I passed the sentences through the wordtokenizers that I had created earlier on.
I
removed all sentences that smaller than length 4 and greater than
length 12. Well, I got around 117 sentences. I forgot to keep the
equality signs on the checks, and was missing out on sentences which
were exactly of length 4 and 12. Correcting that added around 30 more
sentences.
147/900
I reverted back
with results. Many sentences were junk and pointless. Also, I was losing
out on 750 sentences. Not at all good efficiency.
Now,
we were working on fiction, so it contains a lot of dialogues. A
majority of the 750 sentences were sentences which were of length
greater than 12. And those sentences contained dialogues which were in
length lesser than 12 and useful for the corpus.
A
simple regex was used to get all the sentences between double quotes.
The regex had to be lazy in case there were multiple dialogues in a
sentence.
"(.*?)"
dot is for any character.
asterisk for 0 or more
question mark for making the preceding token optional.
http://www.regular-expressions.info/repeat.html
Anyway, I added the dialogues from the sentences which were greater than length 12.
This
added a lot of good sentences as well as bad sentences. Because Punkt
screwed up a lot of dialogues. Hence not all dialogues made sense or
actually were part of full formed dialogue from the original text.
I
start ignoring sentences which didn't start with an uppercase
character. This helped a lot. As all those partial sentences were
skipped now.
Next, sentences were too archaic or contextual. I only wanted to pick sentences which made sense out of context too.
I
had a list of top 2000 words from modern english fiction from
wikipedia. So for each sentence I tokenized into words and removed all
the stopwords from them using set subtraction (Pretty convenient, also not in is faster in sets than lists).
Later
on I used new sentences and subtracted the top 2000 word set from them
too. I just love the set subtraction hack. I am not really sure if it is
that efficient. But sets are faster than lists from membership checks
because they are hash tables. Anyway, on subtraction, if all the words
in my sentence were also in the set of popular words, my new set would
be empty and according to the algorithm, they were relevant and free
from context.
This check worked wonderfully, but I ended up with only 50 sentences out of the 900 sentences. 5%+ is very low.
I
tried to make the algorithm less stringent and allowed one word not
from the list. This gave me 99 sentences, but yes I ended losing a
little on quality.
Out all the features discussed till
now, most can be used for other languages except that I would be
needing top 2000 or such wordlists. Also some tweaks would be different,
like say sentence lengths etc.
Also, contractions
like they've in sentences get tokenized as they've only. And obviously,
they've isn't on the top 2000 list. Hence a good sentence gets thrown
out. I need to do something about this.
Possible
solutions : I could add these contractions to the list. But I don't want
to edit these lists manually because its goes away from the automated
feature of the script and will involve such list generations for each
language. I wanted my script to be language agnostic more or less.

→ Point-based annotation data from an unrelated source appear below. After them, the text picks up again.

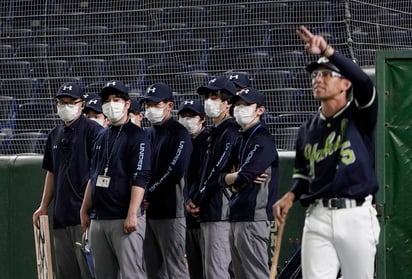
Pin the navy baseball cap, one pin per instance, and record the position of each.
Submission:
(114, 87)
(219, 83)
(70, 89)
(250, 95)
(157, 92)
(135, 106)
(192, 105)
(322, 62)
(93, 102)
(240, 79)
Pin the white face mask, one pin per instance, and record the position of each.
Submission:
(114, 111)
(212, 108)
(244, 114)
(154, 115)
(100, 121)
(191, 124)
(67, 113)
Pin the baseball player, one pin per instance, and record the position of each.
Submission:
(164, 245)
(191, 115)
(334, 169)
(67, 157)
(119, 173)
(210, 202)
(250, 207)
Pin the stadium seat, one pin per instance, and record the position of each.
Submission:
(130, 33)
(49, 86)
(32, 115)
(153, 51)
(108, 49)
(21, 89)
(50, 68)
(53, 35)
(215, 32)
(91, 34)
(187, 83)
(164, 72)
(273, 11)
(169, 31)
(182, 14)
(6, 52)
(131, 71)
(192, 52)
(16, 36)
(12, 69)
(227, 13)
(89, 70)
(269, 80)
(71, 50)
(8, 108)
(28, 142)
(33, 51)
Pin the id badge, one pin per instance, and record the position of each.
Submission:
(103, 181)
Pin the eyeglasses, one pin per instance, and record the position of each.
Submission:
(70, 104)
(325, 73)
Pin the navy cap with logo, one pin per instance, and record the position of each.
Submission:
(250, 95)
(322, 62)
(93, 102)
(192, 105)
(219, 83)
(241, 79)
(135, 106)
(70, 89)
(114, 87)
(157, 92)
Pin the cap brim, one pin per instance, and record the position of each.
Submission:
(315, 65)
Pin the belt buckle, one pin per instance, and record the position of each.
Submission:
(331, 201)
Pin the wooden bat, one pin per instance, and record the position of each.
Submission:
(275, 258)
(43, 250)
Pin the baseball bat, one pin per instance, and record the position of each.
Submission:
(275, 259)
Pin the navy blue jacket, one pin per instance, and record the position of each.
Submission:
(200, 144)
(171, 150)
(335, 155)
(213, 198)
(256, 154)
(129, 165)
(67, 155)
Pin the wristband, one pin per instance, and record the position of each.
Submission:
(322, 53)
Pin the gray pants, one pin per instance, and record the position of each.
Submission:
(115, 253)
(249, 248)
(70, 260)
(194, 253)
(164, 249)
(215, 249)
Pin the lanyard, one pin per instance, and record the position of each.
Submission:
(243, 146)
(109, 156)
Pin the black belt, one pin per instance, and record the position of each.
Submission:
(339, 203)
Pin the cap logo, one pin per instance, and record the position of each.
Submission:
(243, 91)
(151, 90)
(323, 60)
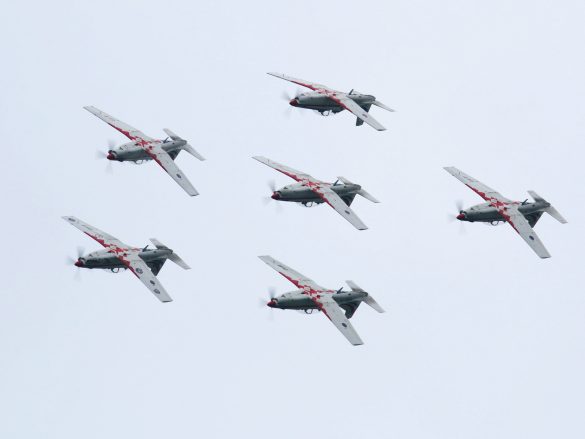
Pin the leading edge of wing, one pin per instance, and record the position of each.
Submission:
(335, 314)
(165, 161)
(351, 106)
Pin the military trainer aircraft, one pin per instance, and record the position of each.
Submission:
(327, 101)
(145, 263)
(142, 148)
(310, 297)
(522, 216)
(309, 191)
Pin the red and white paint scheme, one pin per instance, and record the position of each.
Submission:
(522, 216)
(143, 147)
(312, 296)
(338, 196)
(326, 99)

I could use edit distance while matching and parametrize on the Levenshtein distance.
THEY and THEYVE (after removing the punctuation) would mean two additions and hence 2. But this would take time.
Let's see.
The
other thing is I could save a lot on comparison if I applied a
morphological stemmer of the words and then compared. But again, I don't
want to go in this direction as not all sentences are having strong
morphological stemmers.
Maybe, I could use the existing
Tatoeba corpus to make the wordlist. But then this would end up being
circle jerk, and I wouldn't be going for vocabulary which is missing in
the corpus but should be there.
I'll update later on. This has been a long post.